Contributing Blogger: Katie Logan
Some of my most fascinating consultations during the past few weeks have been brainstorming sessions; with final (and larger) projects coming up, and a little bit of know-how when it comes to center resources, students often use their first visit here to begin their projects. I’ve seen all sorts of cool assignments—political arguments about the end of the Cold War, an introduction to the soundtrack of a student’s life, play analyses and final engineering projects. Despite this variety (or perhaps because of it), I always feel an initial panic when I realize a student won’t be handing me a draft to read. Brainstorming consultations present a unique set of challenges: how do we structure a session to help students walk out of the center with a sense of their project while maintaining the non-directive, non-evaluative approach we champion?
The following strategies have worked for me recently; I hope you’ll share some of yours!
1) Begin with the prompt. My consultations have taught me that, often, even if the student understands what the prompt asks, he or she doesn’t necessarily know why it’s asking. The prompt is a brainstorming goldmine: what does the student think the instructor hopes will be accomplished? What kinds of skills and knowledge gained from the class should the student demonstrate in the final project? Does the prompt offer a sense of how the student should structure or organize the assignment?
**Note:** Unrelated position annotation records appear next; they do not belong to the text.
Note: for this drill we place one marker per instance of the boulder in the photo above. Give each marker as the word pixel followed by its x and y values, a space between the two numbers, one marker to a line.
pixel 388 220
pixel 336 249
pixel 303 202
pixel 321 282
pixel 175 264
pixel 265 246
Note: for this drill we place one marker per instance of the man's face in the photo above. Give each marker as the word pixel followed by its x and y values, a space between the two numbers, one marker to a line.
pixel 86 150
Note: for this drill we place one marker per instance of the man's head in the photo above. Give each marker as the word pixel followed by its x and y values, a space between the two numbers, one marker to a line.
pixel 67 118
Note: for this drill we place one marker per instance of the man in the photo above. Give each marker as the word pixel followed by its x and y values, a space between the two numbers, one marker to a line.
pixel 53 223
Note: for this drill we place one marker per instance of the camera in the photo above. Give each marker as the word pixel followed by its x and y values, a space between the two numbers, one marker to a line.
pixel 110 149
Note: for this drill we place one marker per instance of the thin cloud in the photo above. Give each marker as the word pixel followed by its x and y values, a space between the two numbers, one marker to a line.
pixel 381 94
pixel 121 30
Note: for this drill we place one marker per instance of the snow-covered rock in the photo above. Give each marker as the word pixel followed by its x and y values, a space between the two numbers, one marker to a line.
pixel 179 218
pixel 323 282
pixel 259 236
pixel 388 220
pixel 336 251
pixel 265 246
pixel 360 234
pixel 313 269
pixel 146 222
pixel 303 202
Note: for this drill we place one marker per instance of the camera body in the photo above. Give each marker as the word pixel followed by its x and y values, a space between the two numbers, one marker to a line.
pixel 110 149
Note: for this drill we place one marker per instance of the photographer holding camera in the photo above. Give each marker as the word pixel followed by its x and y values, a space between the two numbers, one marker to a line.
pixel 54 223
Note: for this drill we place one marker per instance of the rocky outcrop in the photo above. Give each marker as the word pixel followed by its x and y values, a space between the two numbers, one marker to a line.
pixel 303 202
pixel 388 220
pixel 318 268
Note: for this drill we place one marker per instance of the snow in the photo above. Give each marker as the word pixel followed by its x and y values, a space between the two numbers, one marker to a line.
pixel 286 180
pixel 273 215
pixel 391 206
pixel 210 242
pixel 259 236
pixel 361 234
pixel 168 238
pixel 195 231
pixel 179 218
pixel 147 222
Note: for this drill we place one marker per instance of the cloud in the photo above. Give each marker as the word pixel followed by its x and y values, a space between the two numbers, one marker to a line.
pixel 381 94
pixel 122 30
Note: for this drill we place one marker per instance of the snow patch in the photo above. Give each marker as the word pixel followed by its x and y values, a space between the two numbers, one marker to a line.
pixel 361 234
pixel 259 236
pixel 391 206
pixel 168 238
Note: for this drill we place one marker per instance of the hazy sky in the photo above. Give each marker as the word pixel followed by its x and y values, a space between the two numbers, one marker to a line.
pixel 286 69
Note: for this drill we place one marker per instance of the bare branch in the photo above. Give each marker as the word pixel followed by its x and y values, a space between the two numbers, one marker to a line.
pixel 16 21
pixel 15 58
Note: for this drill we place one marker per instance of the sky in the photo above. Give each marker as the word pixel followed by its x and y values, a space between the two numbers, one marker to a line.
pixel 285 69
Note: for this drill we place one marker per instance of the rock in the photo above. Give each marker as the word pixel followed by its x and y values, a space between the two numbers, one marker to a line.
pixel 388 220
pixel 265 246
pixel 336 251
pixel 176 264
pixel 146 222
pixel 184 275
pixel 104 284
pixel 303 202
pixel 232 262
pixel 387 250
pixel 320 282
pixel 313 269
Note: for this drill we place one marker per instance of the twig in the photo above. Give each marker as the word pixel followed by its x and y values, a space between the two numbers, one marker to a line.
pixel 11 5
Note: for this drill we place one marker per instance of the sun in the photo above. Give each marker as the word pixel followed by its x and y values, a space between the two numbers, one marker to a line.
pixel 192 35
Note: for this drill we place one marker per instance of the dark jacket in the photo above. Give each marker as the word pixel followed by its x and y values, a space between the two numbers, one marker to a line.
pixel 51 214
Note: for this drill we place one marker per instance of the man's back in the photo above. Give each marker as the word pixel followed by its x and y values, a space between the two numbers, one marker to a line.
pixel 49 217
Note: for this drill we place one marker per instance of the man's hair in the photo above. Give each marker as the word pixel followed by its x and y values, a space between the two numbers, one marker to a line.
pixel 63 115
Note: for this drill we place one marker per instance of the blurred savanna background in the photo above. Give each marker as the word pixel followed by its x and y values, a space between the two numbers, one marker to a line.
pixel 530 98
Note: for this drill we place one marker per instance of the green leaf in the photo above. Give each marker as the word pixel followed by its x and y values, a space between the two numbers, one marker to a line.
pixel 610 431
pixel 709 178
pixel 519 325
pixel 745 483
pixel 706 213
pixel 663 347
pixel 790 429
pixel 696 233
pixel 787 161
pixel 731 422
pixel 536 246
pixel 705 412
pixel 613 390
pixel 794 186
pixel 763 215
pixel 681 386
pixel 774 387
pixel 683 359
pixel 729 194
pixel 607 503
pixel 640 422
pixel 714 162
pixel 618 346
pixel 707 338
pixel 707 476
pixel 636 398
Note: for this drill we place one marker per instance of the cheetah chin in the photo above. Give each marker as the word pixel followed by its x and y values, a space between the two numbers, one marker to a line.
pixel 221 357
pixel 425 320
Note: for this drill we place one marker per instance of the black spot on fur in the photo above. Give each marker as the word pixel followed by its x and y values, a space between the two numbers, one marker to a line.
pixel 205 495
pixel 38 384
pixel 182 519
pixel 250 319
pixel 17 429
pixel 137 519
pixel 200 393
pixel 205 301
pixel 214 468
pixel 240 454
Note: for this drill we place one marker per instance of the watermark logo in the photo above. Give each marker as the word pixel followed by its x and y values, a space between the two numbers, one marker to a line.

By teaching students to read prompts carefully (or, better yet, by sending them to the Center’s prompts workshop!), we help them understand the larger goals of their work.
2) Write a sentence, but make it the right one. Many of my consultees dream of world where they come in to the UWC for a brainstorming session and walk out with half a paper written. Obviously, that doesn’t happen. I’ve experienced sessions, though, where students just want to develop their thesis statements with a consultant, and this process often proves really fruitful for thinking about the rest of the paper. If a student has a tentative thesis statement, I like to ask him or her to break the statement into the smallest pieces possible. How many of these pieces will the student have to prove to convince a reader of the statement as a whole? Encouraging students to see their thesis as a road map for the paper helps them to develop a cursory outline that follows the logic of their argument.
3) Focus on process, not product. Brainstorming consultations have a tendency to turn into therapy sessions; often, students feel stuck and nervous about the inevitable writing process and really just want someone to help them feel more confident before they begin the paper. I find that, in their concerns, students share a lot of information about the problems that have plagued them in past assignments—difficulties getting their ideas onto paper, insecurities about grammar, confusions about research. Even if you don’t tackle the project itself, attempting to address some of these processes might help a student feel better prepared. In a consultation I had this week, the author of the aforementioned Cold War paper explained that writing the introduction had taken him hours, and as he tried to construct his thesis, I noticed he was writing full sentences and deleting them almost immediately. I suggested that he take 10 minutes of the consultation to free write everything he was thinking about his topic with no concern for organization and with absolutely ZERO deleting. By the end of the time, he’d generated a couple of pages of content that he could then begin to revise and edit and he seemed a million times more relaxed.
4) Remember that a framework leaves lots of space for creativity and adaptation. I’d never asked a student to consider free writing during a consultation before. Given this student’s set of concerns, though, I felt like it might be useful, and I offered it to him as one possibility for his time in the center. Now that I’ve seen its success, free writing is something I’ll suggest to other consultees in the future. Having a few strategies in my pocket gave me a place to begin but still left me the space to restructure my questions and to shake up my consulting routine. That’s where brainstorming sessions get fun (and educational)!
Katie Logan is a consultant at the Undergraduate Writing Center and an Assistant Instructor in the Department of Rhetoric and Writing. She holds an M.A in Comparative Literature from UT-Austin, and she is pursuing her PhD in the same program. Her research interests include contemporary Arab women’s literature, travel narratives and loss and trauma.